Cere N, Humbert J F, Licois D, Corvione M, Afanassieff M, Chanteloup N
INRA, Centre de Tours, Nouzilly, France.
Exp Parasitol. 1996 Mar;82(2):132-8. doi: 10.1006/expr.1996.0017.
In this work, we described a new approach for the isolation of a species-specific probe for the Eimeria media parasite of the rabbit based on the use of the random amplified polymorphic DNA (RAPD) technique. A specific fragment of 800 bp of the studied species was isolated after RAPD and then cloned and DIG-radiolabeled. After dot-blotting, we observed that this probe was specific for E. media. Sequencing of the 3' and 5' ends of this probe enabled the determination of two primers that could be used in a PCR reaction. The amplified product of 750 bp was specific E. media. The use of these primers and of our probe allowed the detection of a very small number of oocysts. With a new protocol of DNA purification, 10 purified oocysts were detected by PCR. The efficiency of the amplification was not changed when two species were mixed. The threshold of detection of oocysts in fecal matter was equal to 30.

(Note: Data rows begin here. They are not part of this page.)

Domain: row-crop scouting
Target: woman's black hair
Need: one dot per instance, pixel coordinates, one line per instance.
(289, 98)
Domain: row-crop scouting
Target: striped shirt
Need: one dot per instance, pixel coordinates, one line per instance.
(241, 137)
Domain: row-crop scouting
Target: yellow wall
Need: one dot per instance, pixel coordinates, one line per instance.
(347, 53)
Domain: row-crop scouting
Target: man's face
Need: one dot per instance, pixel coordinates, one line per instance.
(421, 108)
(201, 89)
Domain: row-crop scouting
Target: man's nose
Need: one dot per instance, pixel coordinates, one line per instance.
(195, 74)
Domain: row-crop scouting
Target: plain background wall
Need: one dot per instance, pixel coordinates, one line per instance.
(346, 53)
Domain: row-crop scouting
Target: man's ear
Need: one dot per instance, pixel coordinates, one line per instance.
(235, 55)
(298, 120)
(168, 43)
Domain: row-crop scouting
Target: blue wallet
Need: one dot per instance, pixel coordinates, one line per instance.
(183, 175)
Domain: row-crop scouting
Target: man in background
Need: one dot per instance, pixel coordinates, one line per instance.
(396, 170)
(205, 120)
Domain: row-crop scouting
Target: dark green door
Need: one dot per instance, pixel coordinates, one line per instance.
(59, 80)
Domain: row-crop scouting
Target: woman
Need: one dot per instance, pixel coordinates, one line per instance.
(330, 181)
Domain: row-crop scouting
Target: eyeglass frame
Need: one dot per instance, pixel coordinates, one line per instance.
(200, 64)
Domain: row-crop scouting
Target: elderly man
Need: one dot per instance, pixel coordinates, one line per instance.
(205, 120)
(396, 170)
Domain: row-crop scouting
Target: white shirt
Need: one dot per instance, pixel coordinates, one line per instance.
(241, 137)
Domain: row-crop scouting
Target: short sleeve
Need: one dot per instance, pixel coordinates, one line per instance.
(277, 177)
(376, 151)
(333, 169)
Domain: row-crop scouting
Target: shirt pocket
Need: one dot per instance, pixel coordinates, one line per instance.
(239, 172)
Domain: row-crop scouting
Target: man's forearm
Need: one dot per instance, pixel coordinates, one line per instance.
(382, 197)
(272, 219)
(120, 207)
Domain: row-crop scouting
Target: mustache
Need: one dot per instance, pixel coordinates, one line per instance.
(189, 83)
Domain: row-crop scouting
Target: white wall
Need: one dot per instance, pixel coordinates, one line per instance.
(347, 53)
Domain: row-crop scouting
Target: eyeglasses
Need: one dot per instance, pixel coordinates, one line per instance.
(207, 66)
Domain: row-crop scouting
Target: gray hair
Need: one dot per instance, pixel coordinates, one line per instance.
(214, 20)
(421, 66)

在本研究中,我们描述了一种基于随机扩增多态性DNA(RAPD)技术分离兔艾美耳球虫特异性探针的新方法。经RAPD后分离出所研究物种的一个800 bp的特异性片段,然后进行克隆并用地高辛(DIG)放射性标记。斑点杂交后,我们观察到该探针对中型艾美耳球虫具有特异性。对该探针的3'端和5'端进行测序,确定了可用于PCR反应的两种引物。扩增得到的750 bp产物是中型艾美耳球虫特异性的。使用这些引物和我们的探针能够检测到极少量的卵囊。采用新的DNA纯化方案,通过PCR检测到了10个纯化的卵囊。当两种物种混合时,扩增效率没有改变。粪便中卵囊的检测阈值为30。